In conclusion, primary cutaneous myoepithelial lesions are rare entities with varying prognoses. Accurate diagnosis and proper management are crucial, supported by histology and an optimized immunohistochemical panel. Extensive research and literature review are necessary to explore therapeutic and prognostic targets in the context of personalized medicine. Given the limited number of Indian case reports on this entity, further studies are needed to expand our understanding of this rare condition in the Indian population [9-11].

References

  1. Hornick J, Fletcher C. Path myoepithelial tumors of soft tissue: A clinicopathologic and immunohistochemical study of 101 cases with evaluation of prognostic parameters. Am J SurgPathol. 2003; 27: 1183-96.
  2. Jo VY, Fletcher CD. Myoepithelial neoplasms of soft tissue: An updated review of the clinicopathologic, immunophenotypic, and genetic features. Head Neck Pathol. 2015; 9: 32-8.
  3. Soft Tissue and Bone Tumours WHO Classification of Tumours, 5th Edition, Volume 3 WHO Classification of Tumours Editorial Board.
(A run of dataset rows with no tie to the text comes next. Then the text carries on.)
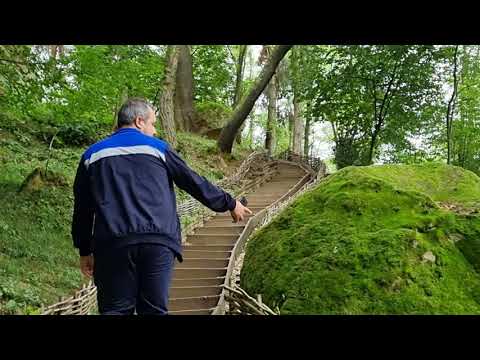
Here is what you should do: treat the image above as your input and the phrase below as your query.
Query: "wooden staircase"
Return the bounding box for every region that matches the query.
[169,163,306,315]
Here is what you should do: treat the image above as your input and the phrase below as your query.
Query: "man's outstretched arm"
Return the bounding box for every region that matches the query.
[165,148,252,222]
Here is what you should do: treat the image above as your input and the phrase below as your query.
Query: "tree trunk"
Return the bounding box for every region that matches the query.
[233,45,248,144]
[265,75,277,156]
[233,45,248,109]
[292,96,305,155]
[303,118,310,156]
[217,45,292,153]
[446,45,458,164]
[174,45,196,131]
[159,45,179,148]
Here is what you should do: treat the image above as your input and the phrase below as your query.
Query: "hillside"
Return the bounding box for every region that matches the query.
[241,164,480,314]
[0,119,248,314]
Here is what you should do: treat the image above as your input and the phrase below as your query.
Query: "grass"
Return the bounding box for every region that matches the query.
[0,119,248,314]
[241,164,480,314]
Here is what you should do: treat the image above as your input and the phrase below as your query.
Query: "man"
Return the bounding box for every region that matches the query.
[72,99,252,315]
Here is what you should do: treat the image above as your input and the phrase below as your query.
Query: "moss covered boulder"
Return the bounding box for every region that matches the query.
[241,164,480,314]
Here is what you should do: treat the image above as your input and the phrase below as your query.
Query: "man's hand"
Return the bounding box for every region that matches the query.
[230,200,253,223]
[80,255,93,277]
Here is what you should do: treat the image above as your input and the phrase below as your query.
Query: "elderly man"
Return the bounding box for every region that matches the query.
[72,99,251,315]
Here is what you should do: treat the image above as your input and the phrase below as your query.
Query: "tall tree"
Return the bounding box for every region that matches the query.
[233,45,248,108]
[233,45,248,144]
[217,45,292,153]
[265,75,277,155]
[159,45,179,148]
[175,45,196,131]
[446,45,458,164]
[304,118,311,156]
[290,46,308,154]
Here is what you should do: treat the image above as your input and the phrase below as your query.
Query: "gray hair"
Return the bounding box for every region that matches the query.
[117,98,153,128]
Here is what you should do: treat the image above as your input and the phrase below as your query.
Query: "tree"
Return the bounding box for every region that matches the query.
[290,47,308,155]
[217,45,292,153]
[446,45,458,164]
[302,45,439,166]
[159,45,179,148]
[175,45,196,131]
[232,45,248,108]
[259,45,277,155]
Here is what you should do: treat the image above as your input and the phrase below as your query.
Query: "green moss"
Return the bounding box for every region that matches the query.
[241,164,480,314]
[0,122,246,314]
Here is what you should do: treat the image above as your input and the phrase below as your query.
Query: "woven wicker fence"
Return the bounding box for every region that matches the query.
[40,151,269,315]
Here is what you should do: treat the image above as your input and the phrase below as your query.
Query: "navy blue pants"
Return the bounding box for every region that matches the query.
[93,244,175,315]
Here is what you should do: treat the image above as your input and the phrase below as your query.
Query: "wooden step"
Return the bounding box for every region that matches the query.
[169,286,222,298]
[183,244,233,251]
[195,223,245,236]
[168,295,220,312]
[186,235,238,245]
[172,267,227,280]
[168,308,215,315]
[170,277,225,286]
[183,250,231,259]
[175,258,228,269]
ISBN-13 978-92-832-4502-5.
  4. Rekhi B, Sable M, Jambhekar NA. Histopathological, immunohistochemical and molecular spectrum of myoepithelialtumours of soft tissues. Virchows Arch. 2012; 46: 687-97.
  5. Antonescu CR, Zhang L, Chang NE, et al. EWSR1-POU5F1 fusion in soft tissue myoepithelial tumors. A molecular analysis of sixty-six cases, including soft tissue, bone and visceral lesions, showing common involvement of the EWSR1 gene. Genes Chromosomes Cancer. 2010; 49: 1114-24.
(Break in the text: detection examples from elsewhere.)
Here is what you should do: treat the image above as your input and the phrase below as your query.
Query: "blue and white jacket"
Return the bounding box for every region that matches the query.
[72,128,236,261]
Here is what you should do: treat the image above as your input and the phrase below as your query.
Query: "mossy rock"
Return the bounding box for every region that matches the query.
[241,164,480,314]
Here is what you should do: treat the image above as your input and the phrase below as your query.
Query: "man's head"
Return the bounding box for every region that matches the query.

  6. Brandal P, Panagopoulos I, Bjerkehagen B, Heim ST (19; 22) (q13; q12). Translocation leading to the novel fusion gene EWSR1 ZNF444 in soft tissue myoepithelial carcinoma. Genes Chromosomes Cancer. 2009; 48: 1051 6.
  7. Brandal P, Panagopoulos I, Bjerkehagen B, Gorunova L, Skjeldal S, et al. Detection of at (1; 22)(q23; q12) translocation leading to an EWSR1 PBX1 fusion gene in a myoepithelioma. Genes Chromosomes Cancer. 2008; 47: 558 64.
  8. Neto AG, Pineda Daboin K, Luna MA. Myoepithelioma of the soft tissue of the head and neck: A case report and review of the literature. Head Neck. 2004; 26: 470 3.
  9. Balraam KV, Shelly D, Mishra PS, Sharma I, Sampath KS, et al. Myoepithelial carcinoma of soft tissue: A report of two cases. Journal of Cancer Research and Practice. 2019; 6: 136.
  10. Tayal S, Suri V, Misra MC, Ray R. Myoepithelial carcinoma of soft tissue: a case report. Indian journal of pathology & microbiology. 2007; 50: 761-3.
  11. Swain N, Kumar SV, Pathak J, Patel S. Soft tissue myoepithelial carcinoma of neck: A rare case report with review of literature. Journal of Oral and Maxillofacial Surgery, Medicine, and Pathology. 2014; 26: 580-4.